Gefragt, wie es mit dem Vater und den beiden älteren Kindern weitergeht, teilt die Pressestelle mit: Sowohl der Vater als auch die beiden älteren Kinder seien ausreisepflichtig. Von Amts wegen sei für die beiden geflohenen Kinder zunächst eine Vermisstenanzeige aufgegeben worden. Dem Vater sei ein Zimmer in einer städtischen Gemeinschaftsunterkunft zugewiesen worden. Zum Transport der Familie erklärt die Stadt: „Für die Fahrt zum Flughafen wurde ein Reisebus gebucht. Die Familienmitglieder wurden in einem Polizeifahrzeug, natürlich mit Sitzen und angeschnallt, zu dem Reisebus gebracht.“ Im Bus habe es eine Toilette und eine kleine Bordküche gegeben. Verpflegung wie Wasser, Sandwiches, Obst und Süßes sei durch die Ausländerbehörde im großen Maße besorgt und zur Verfügung gestellt worden, ebenso Mund-Nasen-Schutz und Einweg-Handschuhe.
Die Polizeiinspektion Magdeburg Dass die Polizei bei Abschiebungen lediglich Amtshilfe leiste, erklärt die Polizeiinspektion Magdeburg auf Nachfrage. Die Personen seien in einen Polizei-Bulli mit Sitzen gebracht und keinesfalls auf einer Ladefläche transportiert worden. Zudem seien während des Einsatzes weder Schusswaffen angewendet noch der Gebrauch angedroht worden.
Zehn Polizeibeamte seien involviert gewesen, außerdem zwei Mitarbeiter der Ausländerbehörde, die den Einsatz leiteten. Die Abschiebung sei gegen 20.40 Uhr erfolgt und zunächst ruhig abgelaufen. Dann aber habe die Familie angefangen zu telefonieren. Vor dem Haus hätten sich etwa 15 Personen eingefunden, die Widerstand gegen die Abschiebung geleistet hätten, die Straße blockiert hätten. Es sei nicht ungewöhnlich, dass Personen hinzukämen, wenn jemand abgeschoben werde. Widerstand „in dieser Heftigkeit“ sei aber die Ausnahme, erklärte ein Sprecher der Polizeiinspektion Magdeburg auf Nachfrage. Die Personalien der Störer seien aufgenommen worden. Sie hätten mit der Störung der Abschiebung eine Straftat begangen.

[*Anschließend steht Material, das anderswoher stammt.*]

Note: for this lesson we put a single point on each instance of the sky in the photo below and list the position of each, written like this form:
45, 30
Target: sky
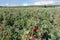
28, 2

Der Volksstimme liegt ein Video von der Abschiebung vor, aus dem die Gemengelage vor Ort deutlich wird. Immer wieder versuchen Menschen zu dem Bulli vorzudringen, fordern Menschen, dass die Großeltern sich noch von der Familie verabschieden müssten. Dann ist zu sehen, wie die zwei Kinder davonlaufen. Wie sie aus dem Bulli herausgekommen sind, ist nicht eindeutig zu erkennen. Dann ist ein Polizist zu sehen, der etwas zieht und auf die Störer richtet. Worum es sich bei dem Gegenstand handelt, ist nicht zu erkennen.
Der Flüchtlingsrat Robert Fietzke als Vorsitzender des Flüchtlingsrats ist überzeugt, dass eine Waffe gezogen worden sei. Auch er sieht eine ungewöhnliche Härte. Nicht nur die Tochter, auch der Vater werde sich in eine Klinik begeben, weil er mit der Situation nicht zurechtkomme. Er sei zusätzlich besorgt, weil seine Kinder nicht zusammengeblieben sind. Robert Fietzke mahnt: „Es ist nicht so, dass die Ausländerbehörde nicht noch eine andere Entscheidung hätte treffen können.“ Die Frau sei mit den beiden kleineren Kindern allein in Armenien und spreche die Sprache nicht. Auch er kommt zu der Einschätzung, dass die Abschiebung nicht rechtmäßig abgelaufen sei. Am morgigen Donnerstag soll es daher eine Demonstration auf dem Domplatz geben. Der Flüchtlingsrat hilft bei der Organisation. Beginn ist um 13 Uhr. Die Corona-Vorschriften sollen eingehalten werden.
Derzeit befinden sich Armenien und Aserbaidschan im Krieg um die Region Bergkarabach.